CAPE CANAVERAL, Fla. -- A pair of spacewalking astronauts stepped outside Thursday to begin demanding repair work on the Hubble Space Telescope, a job made all the more dangerous because of the high, debris-ridden orbit.
John Grunsfeld and Andrew Feustel emerged from space shuttle Atlantis and quickly got started on their first job, a camera swap. The telescope - the size of a school bus - loomed over them.
"Ah, this is fantastic," Grunsfeld said as he floated out.
"Woo-hoo," Feustel shouted.
High Risk Spacewalks
It was the first of five high-risk spacewalks to fix Hubble's broken parts, install higher-tech science instruments and make the observatory more powerful than ever.
Atlantis and its crew are traveling in an especially high orbit, 350 miles above Earth, that is littered with pieces of smashed satellites. A 4-inch piece of space junk passed within a couple miles of the shuttle Wednesday night, just hours after the shuttle grabbed Hubble. Even something that small could cause big damage.
Grunsfeld and Feustel first needed to remove a 15-year-old camera and then put in an updated model. Each is the size of a baby grand piano and awkward to handle. Also on their to-do list: replacing a computer data unit that broke down last fall, and installing a docking ring so a robotic craft can guide the telescope into the Pacific years from now.
The new wide-field and planetary camera - worth $132 million - will allow astronomers to peer deeper into the universe, to within 500 million to 600 million years of creation.

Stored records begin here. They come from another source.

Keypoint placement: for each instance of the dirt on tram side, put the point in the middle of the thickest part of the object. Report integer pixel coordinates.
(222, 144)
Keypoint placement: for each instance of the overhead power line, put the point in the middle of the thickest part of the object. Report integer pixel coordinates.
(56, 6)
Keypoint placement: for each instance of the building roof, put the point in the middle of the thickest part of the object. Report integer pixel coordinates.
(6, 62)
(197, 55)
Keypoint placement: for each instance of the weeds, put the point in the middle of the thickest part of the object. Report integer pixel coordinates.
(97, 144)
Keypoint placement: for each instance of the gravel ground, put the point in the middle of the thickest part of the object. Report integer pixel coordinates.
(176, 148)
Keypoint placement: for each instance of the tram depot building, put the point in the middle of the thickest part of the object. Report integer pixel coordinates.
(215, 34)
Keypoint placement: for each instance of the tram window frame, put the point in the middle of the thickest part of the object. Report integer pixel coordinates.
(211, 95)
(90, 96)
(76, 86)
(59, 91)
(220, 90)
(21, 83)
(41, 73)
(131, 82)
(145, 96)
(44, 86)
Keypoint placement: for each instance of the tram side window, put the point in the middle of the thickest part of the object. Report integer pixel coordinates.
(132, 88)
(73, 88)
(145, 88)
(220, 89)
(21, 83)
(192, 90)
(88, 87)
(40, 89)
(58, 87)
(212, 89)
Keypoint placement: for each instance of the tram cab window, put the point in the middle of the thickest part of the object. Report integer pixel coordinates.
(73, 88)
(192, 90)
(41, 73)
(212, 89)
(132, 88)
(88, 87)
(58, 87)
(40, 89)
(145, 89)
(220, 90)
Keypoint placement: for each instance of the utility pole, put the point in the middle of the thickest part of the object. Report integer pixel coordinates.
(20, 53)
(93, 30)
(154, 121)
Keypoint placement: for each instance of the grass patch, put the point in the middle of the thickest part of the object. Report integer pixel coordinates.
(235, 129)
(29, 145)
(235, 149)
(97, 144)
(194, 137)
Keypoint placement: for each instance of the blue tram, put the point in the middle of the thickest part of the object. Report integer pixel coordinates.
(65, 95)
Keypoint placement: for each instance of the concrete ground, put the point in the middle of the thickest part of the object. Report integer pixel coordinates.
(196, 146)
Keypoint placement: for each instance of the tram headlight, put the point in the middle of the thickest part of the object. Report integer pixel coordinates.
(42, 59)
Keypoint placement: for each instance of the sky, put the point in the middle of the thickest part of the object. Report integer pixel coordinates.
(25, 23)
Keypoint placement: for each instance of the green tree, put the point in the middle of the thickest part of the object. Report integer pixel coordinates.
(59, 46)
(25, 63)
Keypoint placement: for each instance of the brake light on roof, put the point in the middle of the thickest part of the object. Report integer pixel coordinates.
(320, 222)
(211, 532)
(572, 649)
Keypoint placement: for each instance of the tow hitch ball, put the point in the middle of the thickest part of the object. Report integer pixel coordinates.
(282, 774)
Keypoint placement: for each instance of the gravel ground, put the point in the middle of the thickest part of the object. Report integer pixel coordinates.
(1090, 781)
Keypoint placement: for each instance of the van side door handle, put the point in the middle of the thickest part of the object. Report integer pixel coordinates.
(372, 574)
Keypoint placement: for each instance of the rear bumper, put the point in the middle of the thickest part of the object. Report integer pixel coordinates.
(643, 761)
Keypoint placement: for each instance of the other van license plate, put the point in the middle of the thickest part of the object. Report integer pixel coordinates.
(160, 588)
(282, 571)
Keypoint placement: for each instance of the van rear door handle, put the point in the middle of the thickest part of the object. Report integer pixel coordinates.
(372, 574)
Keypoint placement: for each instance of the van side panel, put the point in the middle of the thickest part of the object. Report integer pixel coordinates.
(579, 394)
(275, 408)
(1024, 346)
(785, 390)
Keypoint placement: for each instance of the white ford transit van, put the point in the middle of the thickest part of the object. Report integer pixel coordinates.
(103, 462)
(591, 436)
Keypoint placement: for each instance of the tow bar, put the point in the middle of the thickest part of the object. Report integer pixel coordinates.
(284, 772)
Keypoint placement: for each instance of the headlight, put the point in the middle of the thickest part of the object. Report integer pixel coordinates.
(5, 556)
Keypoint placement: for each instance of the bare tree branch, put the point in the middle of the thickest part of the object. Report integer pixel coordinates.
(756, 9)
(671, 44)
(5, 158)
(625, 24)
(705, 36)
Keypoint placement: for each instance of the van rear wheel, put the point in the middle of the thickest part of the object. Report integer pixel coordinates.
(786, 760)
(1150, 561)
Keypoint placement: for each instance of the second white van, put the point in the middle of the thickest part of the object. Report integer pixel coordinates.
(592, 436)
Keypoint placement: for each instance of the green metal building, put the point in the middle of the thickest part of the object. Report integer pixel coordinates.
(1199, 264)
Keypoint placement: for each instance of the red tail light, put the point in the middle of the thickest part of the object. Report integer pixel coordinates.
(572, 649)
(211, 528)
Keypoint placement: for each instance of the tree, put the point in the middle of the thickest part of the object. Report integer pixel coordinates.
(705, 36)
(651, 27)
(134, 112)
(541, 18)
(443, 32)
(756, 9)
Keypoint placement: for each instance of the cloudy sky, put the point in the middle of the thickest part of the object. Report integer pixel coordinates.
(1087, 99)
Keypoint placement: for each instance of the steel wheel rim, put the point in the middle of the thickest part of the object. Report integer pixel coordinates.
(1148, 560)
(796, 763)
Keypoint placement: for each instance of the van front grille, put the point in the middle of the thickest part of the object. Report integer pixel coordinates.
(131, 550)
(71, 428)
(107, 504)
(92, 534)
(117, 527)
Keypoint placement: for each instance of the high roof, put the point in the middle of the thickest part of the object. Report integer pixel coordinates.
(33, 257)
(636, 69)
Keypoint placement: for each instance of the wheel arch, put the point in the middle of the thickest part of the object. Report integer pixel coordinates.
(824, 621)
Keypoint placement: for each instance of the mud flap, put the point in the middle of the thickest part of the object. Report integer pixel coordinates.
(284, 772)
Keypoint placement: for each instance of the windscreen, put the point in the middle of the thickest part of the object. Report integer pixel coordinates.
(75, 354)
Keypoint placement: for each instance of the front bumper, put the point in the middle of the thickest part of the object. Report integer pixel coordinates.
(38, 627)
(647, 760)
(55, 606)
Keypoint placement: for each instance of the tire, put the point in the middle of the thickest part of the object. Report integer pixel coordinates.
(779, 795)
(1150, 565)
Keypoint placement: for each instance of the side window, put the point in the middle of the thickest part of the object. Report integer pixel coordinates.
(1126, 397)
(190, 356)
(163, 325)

First Hubble Repair Mission
The old one coming out was installed in December 1993 during the first Hubble repair mission, to remedy the telescope's blurred vision. It had corrective lenses already in place and, because of the astounding images it captured, quickly became known as the camera that saved Hubble. It's also been dubbed the people's telescope because its cosmic pictures seem to turn up everywhere.
The camera - which has taken more than 135,000 observations - is destined for the Smithsonian Institution.
Grunsfeld, the chief repairman with two previous Hubble missions under his work belt, took the lead on the camera replacement as well as the work to install a new science data-handling device.
Hubble's original data handler, which was launched with the telescope 19 years ago, failed in September, just two weeks before Atlantis was supposed to take off on this fifth and final servicing mission. The breakdown caused all picture-taking to cease and prompted NASA to delay the shuttle flight by seven months.
Flight controllers managed to get the telescope working again, but NASA decided to replace the faulty computer unit. The goal is to keep Hubble running for another five to 10 years.
Astronaut Michael Massimino, who will venture out Friday, took a moment to send a Twitter update from Atlantis on Thursday.
"Rendezvous and grapple were great, getting ready for our first spacewalk," he typed.
Massimino, a.k.a. Astro-Mike, has been sending tweets since a month before liftoff.